Child welfare cases soar within Indiana’s heroin epidemic

INDIANAPOLIS (WISH) – Heroin is being blamed on the soaring number of children entering Indiana’s child welfare system, an I-Team 8 investigation uncovered.

More than 20,000 children fell under the watch of the state in 2015 – the highest total in eight years, according to an I-Team 8 review of Department of Child Services records. That figure easily eclipsed 2014’s total of more than 16,000 cases. Child welfare cases, which are often referred to as “child in need of services” or “CHINS” cases in Indiana, are many times spurred, experts say, by addicted parents who either end up in jail or are in drug treatment programs where they can’t care for their children.

“It was difficult,” said Jamie, an Indianapolis mother who asked not have her full name revealed.

She lost temporary custody of her eldest daughter for nearly a year while she was in drug treatment.

“My mom doesn’t quite understand that the easy part is getting off the drugs from the physical standpoint. The other standpoint is mental – because I had years of use – I used when I was happy, excited, lonely.
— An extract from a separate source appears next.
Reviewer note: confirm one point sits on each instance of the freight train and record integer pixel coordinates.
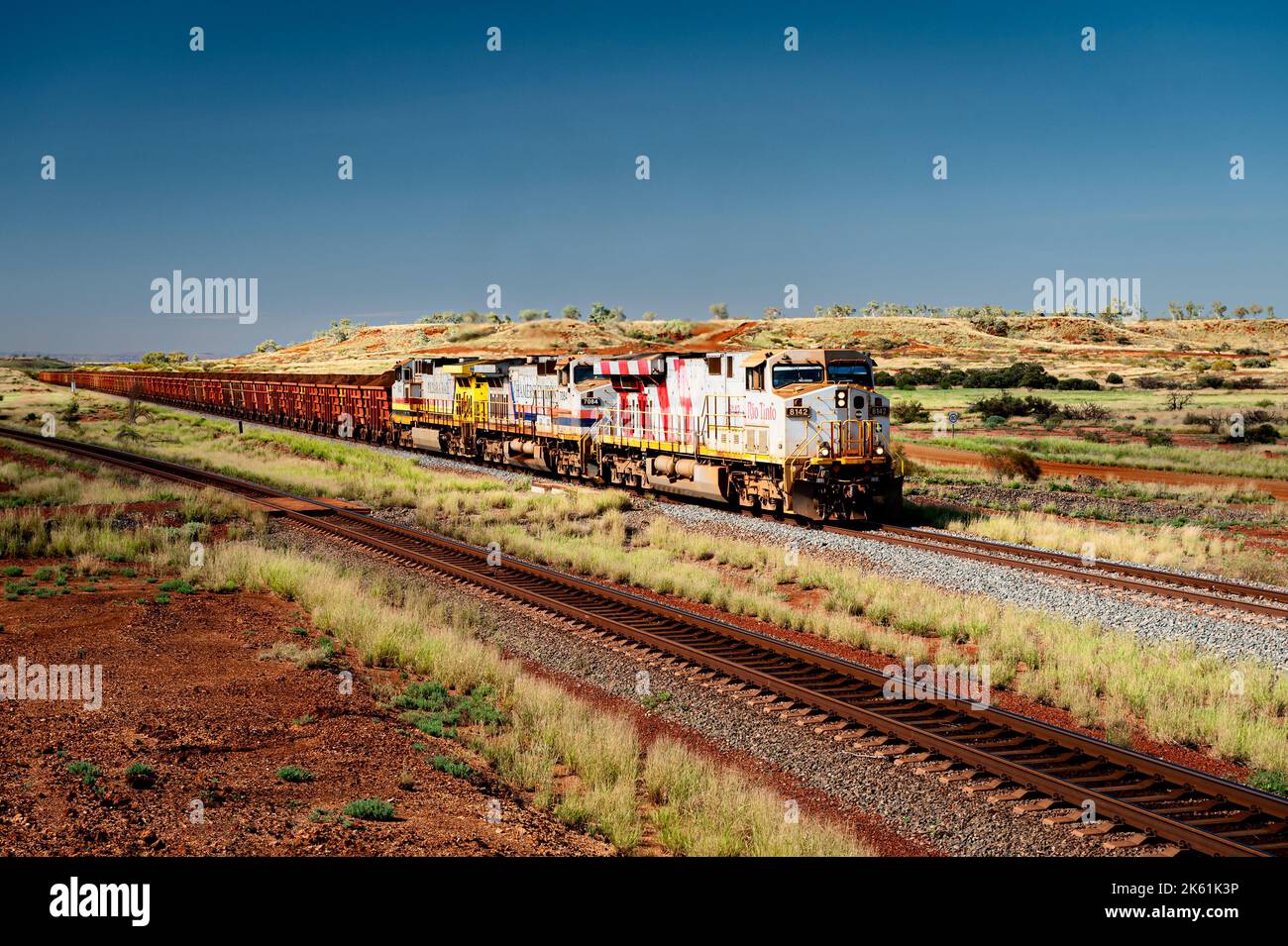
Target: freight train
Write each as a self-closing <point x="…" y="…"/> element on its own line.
<point x="798" y="431"/>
It didn’t matter.  To learn how to function without the use of drugs was the battle,” she said.

As part of the investigation, I-Team 8 analyzed state data on child welfare cases and conducted interviews with more than a dozen stakeholders – from addicts to judges, parents to defense attorneys and drug treatment counselors.
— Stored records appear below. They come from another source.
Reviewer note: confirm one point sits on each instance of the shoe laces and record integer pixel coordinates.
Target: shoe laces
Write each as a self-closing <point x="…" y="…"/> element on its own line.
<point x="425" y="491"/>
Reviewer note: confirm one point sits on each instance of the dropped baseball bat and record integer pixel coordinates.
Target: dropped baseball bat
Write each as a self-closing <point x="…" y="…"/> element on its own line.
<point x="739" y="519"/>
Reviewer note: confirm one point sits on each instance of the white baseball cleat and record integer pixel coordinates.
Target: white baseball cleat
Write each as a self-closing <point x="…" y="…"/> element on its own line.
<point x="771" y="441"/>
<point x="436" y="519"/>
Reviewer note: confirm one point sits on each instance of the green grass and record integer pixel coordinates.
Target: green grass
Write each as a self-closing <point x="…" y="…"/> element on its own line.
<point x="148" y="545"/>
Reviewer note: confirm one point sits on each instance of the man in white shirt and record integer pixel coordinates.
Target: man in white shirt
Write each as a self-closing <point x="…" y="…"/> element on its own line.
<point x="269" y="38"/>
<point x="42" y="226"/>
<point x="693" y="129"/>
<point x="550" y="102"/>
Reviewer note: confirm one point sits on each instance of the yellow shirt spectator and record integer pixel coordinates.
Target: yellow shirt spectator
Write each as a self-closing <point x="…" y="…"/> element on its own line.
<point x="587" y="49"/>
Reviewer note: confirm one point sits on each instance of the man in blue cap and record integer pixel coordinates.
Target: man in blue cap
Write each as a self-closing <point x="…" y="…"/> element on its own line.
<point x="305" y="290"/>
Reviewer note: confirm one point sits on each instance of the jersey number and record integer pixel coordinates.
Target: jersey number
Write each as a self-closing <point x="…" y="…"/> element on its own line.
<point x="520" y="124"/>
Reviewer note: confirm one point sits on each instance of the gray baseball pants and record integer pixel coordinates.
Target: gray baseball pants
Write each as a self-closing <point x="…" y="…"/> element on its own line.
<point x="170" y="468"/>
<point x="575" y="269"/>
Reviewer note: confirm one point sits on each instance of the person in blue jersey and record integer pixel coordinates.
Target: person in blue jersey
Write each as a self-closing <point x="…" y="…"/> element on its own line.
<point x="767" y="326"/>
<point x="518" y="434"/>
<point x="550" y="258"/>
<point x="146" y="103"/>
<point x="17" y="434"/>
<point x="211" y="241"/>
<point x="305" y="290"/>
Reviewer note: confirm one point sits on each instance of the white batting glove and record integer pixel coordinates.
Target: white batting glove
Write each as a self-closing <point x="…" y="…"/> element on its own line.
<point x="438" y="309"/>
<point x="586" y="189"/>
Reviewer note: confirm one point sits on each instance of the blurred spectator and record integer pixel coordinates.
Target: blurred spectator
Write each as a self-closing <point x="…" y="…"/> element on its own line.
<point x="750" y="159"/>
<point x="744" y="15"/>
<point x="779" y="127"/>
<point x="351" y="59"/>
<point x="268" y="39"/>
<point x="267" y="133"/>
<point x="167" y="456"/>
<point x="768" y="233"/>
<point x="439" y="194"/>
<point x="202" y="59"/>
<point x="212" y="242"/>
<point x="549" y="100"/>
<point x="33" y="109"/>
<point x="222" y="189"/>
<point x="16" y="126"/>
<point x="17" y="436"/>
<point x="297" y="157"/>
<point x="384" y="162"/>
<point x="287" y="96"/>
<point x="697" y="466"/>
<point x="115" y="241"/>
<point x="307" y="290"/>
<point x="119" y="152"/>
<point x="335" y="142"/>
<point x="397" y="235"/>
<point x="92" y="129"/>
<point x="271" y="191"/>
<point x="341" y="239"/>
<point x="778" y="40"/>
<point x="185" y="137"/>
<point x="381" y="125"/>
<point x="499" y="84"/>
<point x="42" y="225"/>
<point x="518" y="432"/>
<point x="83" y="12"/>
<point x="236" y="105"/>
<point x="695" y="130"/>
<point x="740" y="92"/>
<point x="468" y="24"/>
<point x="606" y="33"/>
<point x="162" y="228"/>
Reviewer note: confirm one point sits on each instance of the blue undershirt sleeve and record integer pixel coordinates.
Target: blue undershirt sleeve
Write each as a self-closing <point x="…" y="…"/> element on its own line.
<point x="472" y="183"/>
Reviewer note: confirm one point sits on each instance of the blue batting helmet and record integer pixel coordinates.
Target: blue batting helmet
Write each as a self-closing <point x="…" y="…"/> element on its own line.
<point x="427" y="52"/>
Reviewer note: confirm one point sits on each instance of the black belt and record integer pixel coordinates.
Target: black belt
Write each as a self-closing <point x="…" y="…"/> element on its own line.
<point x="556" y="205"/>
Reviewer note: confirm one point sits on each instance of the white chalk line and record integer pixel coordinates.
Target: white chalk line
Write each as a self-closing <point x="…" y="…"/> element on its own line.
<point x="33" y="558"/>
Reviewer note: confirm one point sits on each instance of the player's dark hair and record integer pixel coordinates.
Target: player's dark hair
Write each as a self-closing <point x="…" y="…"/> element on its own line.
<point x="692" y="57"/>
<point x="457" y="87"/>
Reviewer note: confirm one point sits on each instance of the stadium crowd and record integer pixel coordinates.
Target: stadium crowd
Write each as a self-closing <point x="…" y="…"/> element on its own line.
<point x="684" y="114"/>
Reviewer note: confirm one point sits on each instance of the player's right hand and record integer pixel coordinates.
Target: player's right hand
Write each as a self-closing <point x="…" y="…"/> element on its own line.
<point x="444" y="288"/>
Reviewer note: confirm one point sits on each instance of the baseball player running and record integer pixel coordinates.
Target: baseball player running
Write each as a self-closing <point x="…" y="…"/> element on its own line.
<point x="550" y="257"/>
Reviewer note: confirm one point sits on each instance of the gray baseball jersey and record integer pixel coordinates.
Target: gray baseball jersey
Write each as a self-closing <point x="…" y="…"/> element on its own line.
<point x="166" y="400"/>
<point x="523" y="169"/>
While there is some debate among them about whether there is a single cause linked to these increased caseloads, the consensus remains the same – heroin is part of the equation and the drug’s choking grip on Indiana is suffocating a child welfare system already overburdened.

“I think in no small way that’s a huge problem – is the drug usage,” said Mary Beth Bonaventura, the director of Indiana’s Department of Child Services. “Children are remaining in care longer than they used to be and it’s a direct correlation of people not being able to recover from addiction.”

Nowhere is the problem more apparent than in Marion County, which had 3,800 child welfare cases in 2015, up from 2,300 cases just five years ago.

The increased caseloads have left the Department of Child Services looking to hire additional social workers.

DCS workers often act as prosecutors in CHINS cases. In turn, county public defenders like Bob Hill in Marion County have had to hire additional defense attorneys who can defend addicted parents in court during CHINS cases – where they are in danger of losing custody of their children while they’re in jail or in drug treatment.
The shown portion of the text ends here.